New Malaria Task Force Will Address Top Killer

Two new task forces led by the U.S. Africa Command (Africom) have targeted one of the biggest threats to life in Africa: malaria.

The armed forces have not been immune to the effects of malaria, a mosquito-borne illness that today kills 600,000 African children yearly. Indeed, soldiers in the Revolutionary War, Civil War, and World War II were decimated by the illness. In modern times, however, sub-Saharan Africa bears the brunt of the disease burden.

Africom troops have been particularly struck by the devastating impact that malaria has on the continent. “This was a real eye opener to us,” says Army Col. Dr. John Andrus, Africom’s deputy surgeon and medical logistics division chief. Africom has been trying to prevent malaria through the distribution of mosquito nets and education.

Now, Africom is going a step further, establishing the East African Malaria Task Force, which includes Burundi, Kenya, Uganda, South Sudan, Rwanda and Tanzania. They have plans to create a similar task force in West Africa later this year. African members will lead the initiatives, while the United States will play a supportive role. Plans have been set for a late July meeting in Dar es Salaam to identify ways to continue the fight against malaria.

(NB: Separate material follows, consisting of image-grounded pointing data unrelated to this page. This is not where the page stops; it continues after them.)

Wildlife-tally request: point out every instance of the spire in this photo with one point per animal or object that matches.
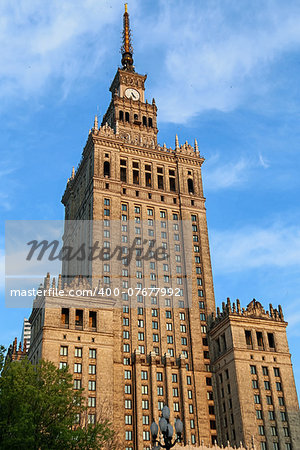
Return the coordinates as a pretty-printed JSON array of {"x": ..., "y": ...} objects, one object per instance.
[{"x": 126, "y": 49}]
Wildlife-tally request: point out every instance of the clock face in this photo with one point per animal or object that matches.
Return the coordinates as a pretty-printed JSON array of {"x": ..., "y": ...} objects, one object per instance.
[{"x": 132, "y": 94}]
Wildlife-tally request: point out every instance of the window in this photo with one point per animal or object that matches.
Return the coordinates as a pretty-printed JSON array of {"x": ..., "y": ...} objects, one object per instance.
[
  {"x": 92, "y": 385},
  {"x": 259, "y": 414},
  {"x": 91, "y": 418},
  {"x": 78, "y": 352},
  {"x": 273, "y": 431},
  {"x": 145, "y": 404},
  {"x": 265, "y": 371},
  {"x": 127, "y": 388},
  {"x": 144, "y": 389},
  {"x": 128, "y": 435},
  {"x": 160, "y": 390},
  {"x": 269, "y": 400},
  {"x": 260, "y": 341},
  {"x": 276, "y": 372},
  {"x": 283, "y": 416},
  {"x": 63, "y": 350},
  {"x": 256, "y": 399},
  {"x": 92, "y": 402},
  {"x": 146, "y": 435},
  {"x": 106, "y": 169},
  {"x": 271, "y": 415},
  {"x": 286, "y": 432}
]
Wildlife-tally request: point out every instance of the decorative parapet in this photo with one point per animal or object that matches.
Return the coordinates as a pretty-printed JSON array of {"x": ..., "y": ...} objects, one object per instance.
[{"x": 253, "y": 310}]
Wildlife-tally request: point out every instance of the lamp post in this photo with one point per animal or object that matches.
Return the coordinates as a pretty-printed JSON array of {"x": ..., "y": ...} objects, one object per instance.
[{"x": 166, "y": 429}]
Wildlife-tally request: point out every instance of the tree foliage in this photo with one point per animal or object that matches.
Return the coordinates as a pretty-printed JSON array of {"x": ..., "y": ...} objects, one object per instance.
[{"x": 38, "y": 409}]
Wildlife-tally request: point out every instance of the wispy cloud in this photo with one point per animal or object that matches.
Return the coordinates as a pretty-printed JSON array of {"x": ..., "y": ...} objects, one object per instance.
[{"x": 276, "y": 245}]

Andrus noted, “This will give them the opportunity to move forward against a very challenging disease in a very positive way.” He emphasized that the task forces align with Africom’s goals of helping African nations confront their own domestic problems and will help to build confidence within partner-nation’s militaries that there will be reciprocity when they carry out their missions.

In terms of the militia, Andrus asserts that this initiative promotes the concept of “stability through health”—that sound health will lead to the greater ability of African troops to keep the peace in their own countries. Meanwhile, the task force will also serve to protect United States Troops stationed in sub-Saharan Africa and other malaria-endemic areas.

After the July meeting of the East African Malaria Task Force, the first meeting of the new West Africa Malaria Task Force stands for November.